Apr 16, 2017

Blythburgh's Cathedral of the Marshes

I was lucky enough to visit England and France four times before moving to Paris for eight months during my junior year of college: once on a family holiday, once on a summer study program, and twice on choir tours. Each time - and, obviously, especially on the choir tours - we visited lots of churches and cathedrals, many dating back hundreds of years. (Parts of St Albans, just north of London, were built in the 11th century!) But I was spoiled by my cathedral in Washington, and I didn't truly appreciate Europe's churches until I started studying medieval history and art in college.

Because the National Cathedral is so big - it's the second-largest in the States and the sixth-largest in the world - and it was my standard for what a church should be, I thought that a house of worship had to be overwhelming to induce awe. It wasn't until I lived in Paris and literally stumbled on churches like Saint Severin and Saint-Julien-le-Pauvre, both on the Left Bank in Paris between the Cluny and Shakespeare & Company, that I realized how powerful architectural intimacy could be.

That's one of my favorite things about the churches in the English countryside: they're everywhere, these little jewel boxes, and they inspire this sense of absolute wonder and mystery. It's so easy to imagine Suffolk in the Middle Ages, when the church was the center of a community and the beauty of its architecture was evidence to the villagers that God was with the men who built it and, indeed, still in the church with the worshippers.

We drove past the village of Blythburgh, Jon's mum and Jon and I, on our way to Southwold on our first day in Suffolk a few weeks ago, and my mother-in-law made an offhand comment about the pretty church on the estuary. Naturally, I asked if we could stop to take a look!

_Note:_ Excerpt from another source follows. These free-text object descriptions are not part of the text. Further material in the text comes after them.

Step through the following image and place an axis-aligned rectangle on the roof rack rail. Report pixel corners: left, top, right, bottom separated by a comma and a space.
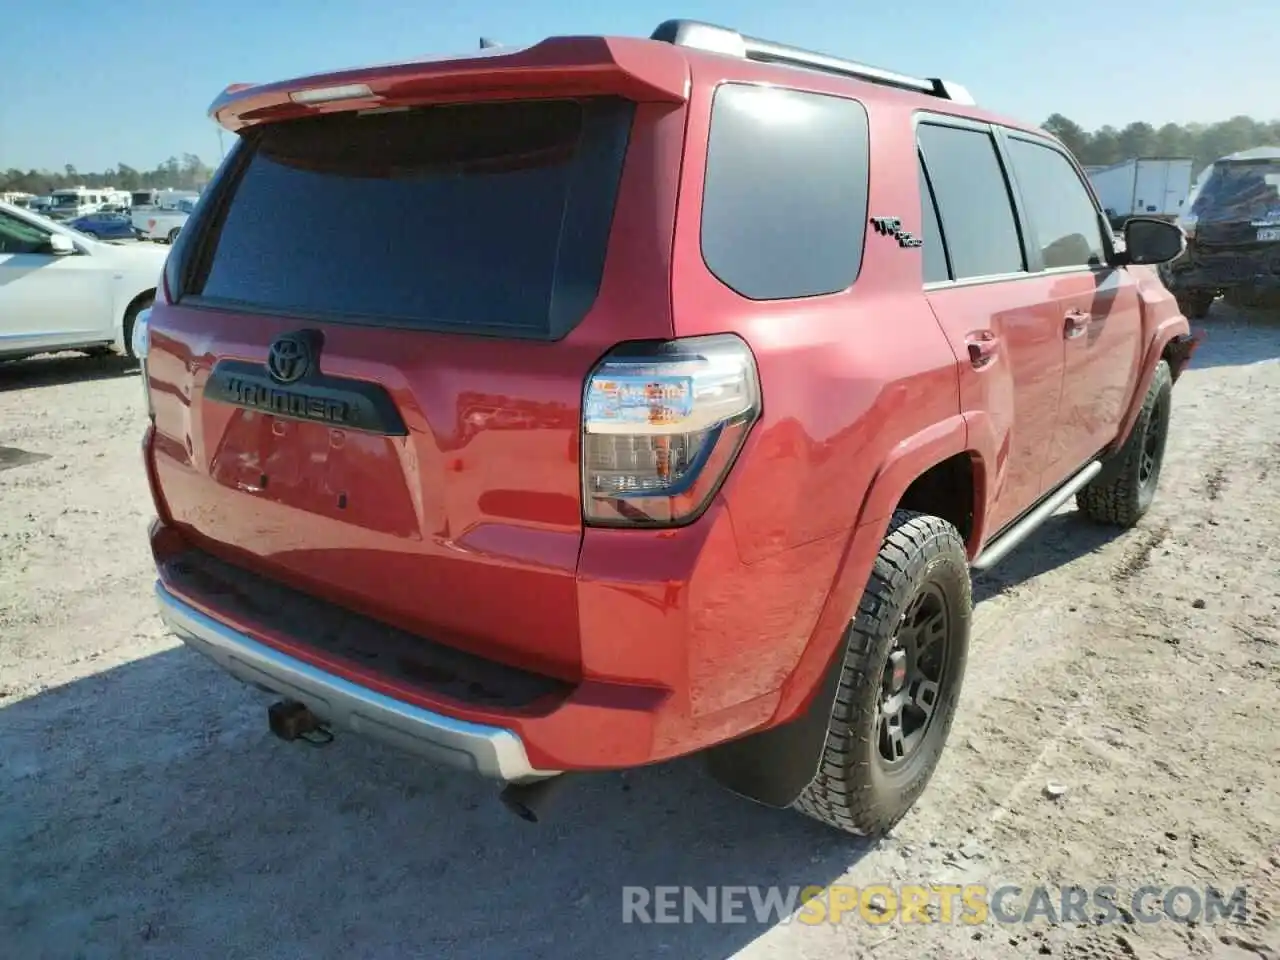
649, 19, 975, 106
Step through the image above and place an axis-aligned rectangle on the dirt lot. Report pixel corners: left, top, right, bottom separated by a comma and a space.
1, 305, 1277, 960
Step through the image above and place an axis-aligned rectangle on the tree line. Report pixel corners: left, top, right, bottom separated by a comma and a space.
1042, 114, 1279, 173
1, 154, 214, 196
4, 112, 1278, 196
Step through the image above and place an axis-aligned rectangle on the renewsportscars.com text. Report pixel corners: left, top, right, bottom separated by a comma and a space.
621, 884, 1251, 926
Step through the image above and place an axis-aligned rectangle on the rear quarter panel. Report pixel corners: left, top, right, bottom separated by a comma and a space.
668, 66, 964, 721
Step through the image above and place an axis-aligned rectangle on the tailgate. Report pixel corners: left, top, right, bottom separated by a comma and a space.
145, 83, 682, 681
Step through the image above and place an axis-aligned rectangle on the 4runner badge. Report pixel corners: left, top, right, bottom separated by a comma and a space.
870, 216, 923, 248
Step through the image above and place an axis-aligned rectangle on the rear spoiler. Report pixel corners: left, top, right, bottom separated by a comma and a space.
208, 36, 690, 131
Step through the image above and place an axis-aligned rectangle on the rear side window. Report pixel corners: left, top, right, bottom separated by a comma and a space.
917, 123, 1024, 280
701, 84, 869, 300
185, 98, 634, 339
1003, 137, 1106, 269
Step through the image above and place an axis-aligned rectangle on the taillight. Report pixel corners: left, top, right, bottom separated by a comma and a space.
582, 334, 761, 527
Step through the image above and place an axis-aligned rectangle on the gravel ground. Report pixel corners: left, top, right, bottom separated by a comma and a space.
1, 303, 1278, 960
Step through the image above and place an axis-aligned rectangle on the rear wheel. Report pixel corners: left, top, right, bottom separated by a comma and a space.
166, 227, 181, 244
1077, 359, 1172, 528
792, 510, 971, 836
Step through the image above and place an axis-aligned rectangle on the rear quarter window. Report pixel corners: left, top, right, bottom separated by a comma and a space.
700, 84, 870, 300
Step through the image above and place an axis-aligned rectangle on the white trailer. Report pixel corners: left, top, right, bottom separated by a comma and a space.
1087, 157, 1195, 227
48, 186, 109, 219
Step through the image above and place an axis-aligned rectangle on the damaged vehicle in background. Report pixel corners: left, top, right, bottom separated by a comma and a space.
1162, 146, 1280, 317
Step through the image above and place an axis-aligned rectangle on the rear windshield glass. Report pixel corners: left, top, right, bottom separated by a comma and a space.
187, 98, 634, 338
1190, 160, 1280, 223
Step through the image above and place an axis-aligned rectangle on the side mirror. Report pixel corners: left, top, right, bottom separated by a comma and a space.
46, 234, 76, 256
1121, 217, 1186, 266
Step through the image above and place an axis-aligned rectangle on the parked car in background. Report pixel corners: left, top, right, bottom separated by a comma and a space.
0, 201, 168, 363
133, 196, 198, 243
131, 188, 200, 210
67, 211, 143, 241
1161, 146, 1280, 316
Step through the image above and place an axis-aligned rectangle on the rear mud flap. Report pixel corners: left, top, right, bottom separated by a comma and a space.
703, 639, 845, 808
1165, 332, 1201, 382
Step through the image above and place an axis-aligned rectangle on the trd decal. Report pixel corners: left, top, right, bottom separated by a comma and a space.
870, 216, 924, 248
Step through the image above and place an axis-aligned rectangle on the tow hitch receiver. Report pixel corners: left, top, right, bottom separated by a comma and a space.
499, 776, 570, 824
268, 699, 333, 745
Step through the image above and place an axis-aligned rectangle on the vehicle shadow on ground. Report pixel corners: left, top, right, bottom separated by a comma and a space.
1180, 302, 1280, 371
0, 648, 870, 960
972, 510, 1122, 604
0, 353, 138, 392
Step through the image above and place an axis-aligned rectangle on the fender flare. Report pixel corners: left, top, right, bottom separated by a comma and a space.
704, 413, 982, 808
855, 414, 972, 526
1098, 318, 1192, 479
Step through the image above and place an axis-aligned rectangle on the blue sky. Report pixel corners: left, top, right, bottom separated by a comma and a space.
3, 0, 1277, 172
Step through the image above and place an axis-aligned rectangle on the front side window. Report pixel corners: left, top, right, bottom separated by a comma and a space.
1004, 136, 1106, 270
917, 123, 1024, 281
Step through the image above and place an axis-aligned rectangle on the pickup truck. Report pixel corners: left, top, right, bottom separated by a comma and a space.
132, 196, 198, 243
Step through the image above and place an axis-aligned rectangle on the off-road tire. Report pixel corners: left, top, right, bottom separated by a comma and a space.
1076, 359, 1172, 527
792, 510, 971, 836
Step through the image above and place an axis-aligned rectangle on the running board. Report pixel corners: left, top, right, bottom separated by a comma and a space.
971, 461, 1103, 572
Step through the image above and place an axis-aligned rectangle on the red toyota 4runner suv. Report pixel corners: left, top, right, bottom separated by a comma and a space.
137, 19, 1198, 835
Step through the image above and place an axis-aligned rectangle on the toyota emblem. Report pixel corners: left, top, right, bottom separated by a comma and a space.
266, 334, 313, 385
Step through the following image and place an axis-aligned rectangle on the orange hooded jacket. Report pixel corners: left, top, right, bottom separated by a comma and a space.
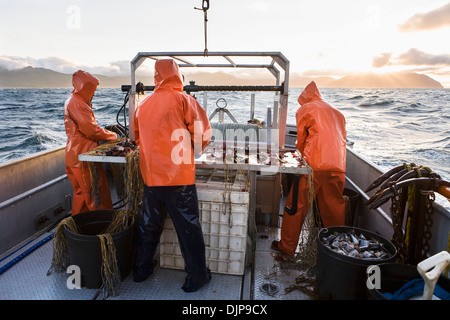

Holy Trinity Church - also known as the Cathedral of the Marshes - is built on one of the oldest Christian sites in England. In the Domesday Book of 1087, Blythburgh is listed as a wealthy royal burgh. However, the town was already probably past its most prosperous days as a result of plague, the wars abroad, and the rise of other trading centers nearby when construction of the current church building was begun in the 15th century. Holy Trinity is nonetheless breathtaking - and largely untouched by more modern "upgrades," thanks to the restrained repairs in later centuries. As Simon Knott of suffolkchurches.co.uk explains, "Here is the late medieval Suffolk imagination writ large, as large as it gets, and not overwritten by the Anglican triumphalism of the 19th century... It is so fascinating, so stunningly beautiful, by virtue of a factor that is rare in Anglican parish churches: sheer neglect."

The intricacy of the exterior of the church - with the windows' delicate tracery and the mottled colors of the stones that make up the walls - provides quite a contrast to the seeming simplicity of the interior. You can see the tracery from the pews, of course, but the glass is clear and the nave is wide, punctuated by unadorned pillars. Look up, though, past the beautifully carved rood screen to the ceiling, where wooden angels perch at the peak of each vault. The whole effect is one of light and openness and peace.

Today, Blythburgh's church is still an active Anglican house of worship, and some concerts in the Aldeburgh Festival are performed there. It was such a lovely treat to explore the church and the grounds - a perfect "welcome back" from my beloved Suffolk!